- Education: Ecole Normale Supérieure de Cachan, The University Paris XII, University of Paris Sorbonne, University of Paris X-Nanterre, University of Caen
- Scientific career
- Fields: Economics
- Workplaces: CREST CNRS ENSAE/Ecole Polytechnique University of Cergy Pontoise University of Caen
- Website: https://beatricecherrier.wordpress.com/

= Beatrice Cherrier =

French economic historian

Beatrice Cherrier is a historian of economics and associate professor at CREST, CNRS, and ENSAE/Ecole Polytechnique, France. Her research interests include the history of economics since World War II. She has been cited in the popular media on several topics in the history of economics, including theories of discrimination, the rise of the MIT economics department, and the representation of women in the economics profession.

== Biography ==

Beatrice Cherrier earned a BS in Economics from the Ecole Normale Supérieure de Cachan and in Management Science from The University Paris XII in 2001, a Master of Arts in the Methodology of Economics from the University of Paris Sorbonne in 2004, a PhD in the History of Economics from the University of Paris X-Nanterre, and a Habilitation from the University of Caen in 2016. She was a postdoctoral scholar at Duke University, an assistant professor at the University of Caen (Alençon Technical College) from 2012 to 2017, and served on the faculty of the CNRS & Théorie Économique, Modélisation, Application (THEMA), University of Cergy Pontoise as a tenured associate professor from 2017 to 2020. Since 2020, she has been an associate professor at CNRS, CREST, and ENSAE/Ecole Polytechnique.
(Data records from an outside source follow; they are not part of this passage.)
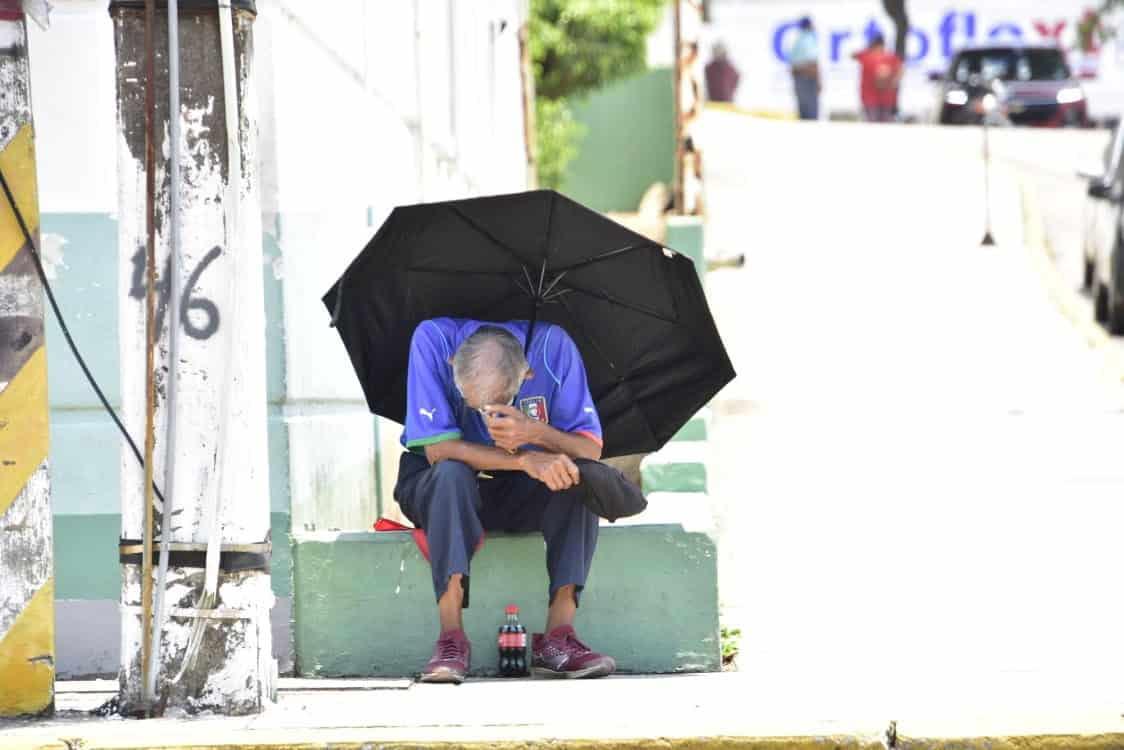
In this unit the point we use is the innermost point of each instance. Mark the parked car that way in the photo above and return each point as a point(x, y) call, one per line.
point(1104, 250)
point(1034, 82)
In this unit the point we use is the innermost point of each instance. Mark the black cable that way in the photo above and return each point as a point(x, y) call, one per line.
point(62, 324)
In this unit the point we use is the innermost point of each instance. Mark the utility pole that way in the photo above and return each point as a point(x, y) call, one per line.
point(214, 651)
point(27, 649)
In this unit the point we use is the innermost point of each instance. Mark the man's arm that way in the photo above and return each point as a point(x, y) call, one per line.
point(555, 470)
point(510, 428)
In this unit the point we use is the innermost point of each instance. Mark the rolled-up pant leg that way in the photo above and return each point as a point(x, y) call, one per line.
point(443, 499)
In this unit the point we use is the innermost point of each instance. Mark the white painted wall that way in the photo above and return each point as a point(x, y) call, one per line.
point(365, 108)
point(72, 92)
point(338, 100)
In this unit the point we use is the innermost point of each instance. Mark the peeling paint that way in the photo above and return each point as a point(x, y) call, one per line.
point(227, 366)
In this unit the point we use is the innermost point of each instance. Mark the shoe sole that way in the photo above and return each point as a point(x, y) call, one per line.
point(588, 672)
point(442, 677)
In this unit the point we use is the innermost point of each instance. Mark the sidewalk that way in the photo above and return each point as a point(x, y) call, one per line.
point(731, 710)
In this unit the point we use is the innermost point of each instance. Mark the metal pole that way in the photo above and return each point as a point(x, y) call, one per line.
point(27, 666)
point(150, 434)
point(988, 240)
point(678, 82)
point(220, 463)
point(173, 335)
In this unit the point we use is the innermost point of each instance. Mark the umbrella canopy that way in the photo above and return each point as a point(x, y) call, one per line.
point(636, 310)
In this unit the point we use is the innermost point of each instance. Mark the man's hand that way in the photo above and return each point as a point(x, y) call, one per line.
point(510, 428)
point(555, 470)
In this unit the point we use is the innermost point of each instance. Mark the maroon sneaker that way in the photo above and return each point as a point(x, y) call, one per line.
point(451, 658)
point(560, 653)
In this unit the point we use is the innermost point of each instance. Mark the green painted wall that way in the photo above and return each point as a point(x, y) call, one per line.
point(85, 446)
point(630, 142)
point(363, 604)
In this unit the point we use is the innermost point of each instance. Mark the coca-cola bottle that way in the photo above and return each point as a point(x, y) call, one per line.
point(513, 645)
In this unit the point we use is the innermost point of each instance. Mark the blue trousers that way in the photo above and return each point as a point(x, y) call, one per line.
point(455, 508)
point(807, 97)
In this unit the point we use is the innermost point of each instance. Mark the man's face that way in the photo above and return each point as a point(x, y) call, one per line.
point(487, 391)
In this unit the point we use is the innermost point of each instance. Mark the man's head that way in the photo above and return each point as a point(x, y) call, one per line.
point(489, 368)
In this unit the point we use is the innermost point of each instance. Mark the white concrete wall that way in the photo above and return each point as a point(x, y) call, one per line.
point(365, 108)
point(338, 106)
She was awarded the CNRS Bronze medal in 2021.

== Research ==

Professor Cherrier has studied how world events affected the intellectual development of Gunnar Myrdal, Jacob Marschak and Milton Friedman, and how economists’ individual visions combined in the development of the MIT economics department. In more recent work, she is studying the rise of applied economics, such as the rise of empirical work in urban economics, public economics, and macro econometric modeling, beginning in the mid-1960s. She has also studied changes in the classification of economic publications over time.

=== Selected works ===

- Cherrier, Beatrice. "Classifying economics: A history of the JEL codes." Journal of Economic Literature 55, no. 2 (2017): 545–79.
- Backhouse, Roger E., and Béatrice Cherrier. "The age of the applied economist: the transformation of economics since the 1970s." History of Political Economy 49, no. Supplement (2017): 1-33.
- Cherrier, Beatrice. "The lucky consistency of Milton Friedman’s science and politics, 1933-1963." Building Chicago Economics (2011): 335–368.
- Cherrier, Béatrice. "Rationalizing human organization in an uncertain world: Jacob Marschak, from Ukrainian prisons to behavioral science laboratories." History of political economy 42, no. 3 (2010): 443–467.
- Cherrier, Beatrice. "Toward a History of Economics at MIT, 1940-72." History of Political Economy 46, no. suppl_1 (2014): 15–44.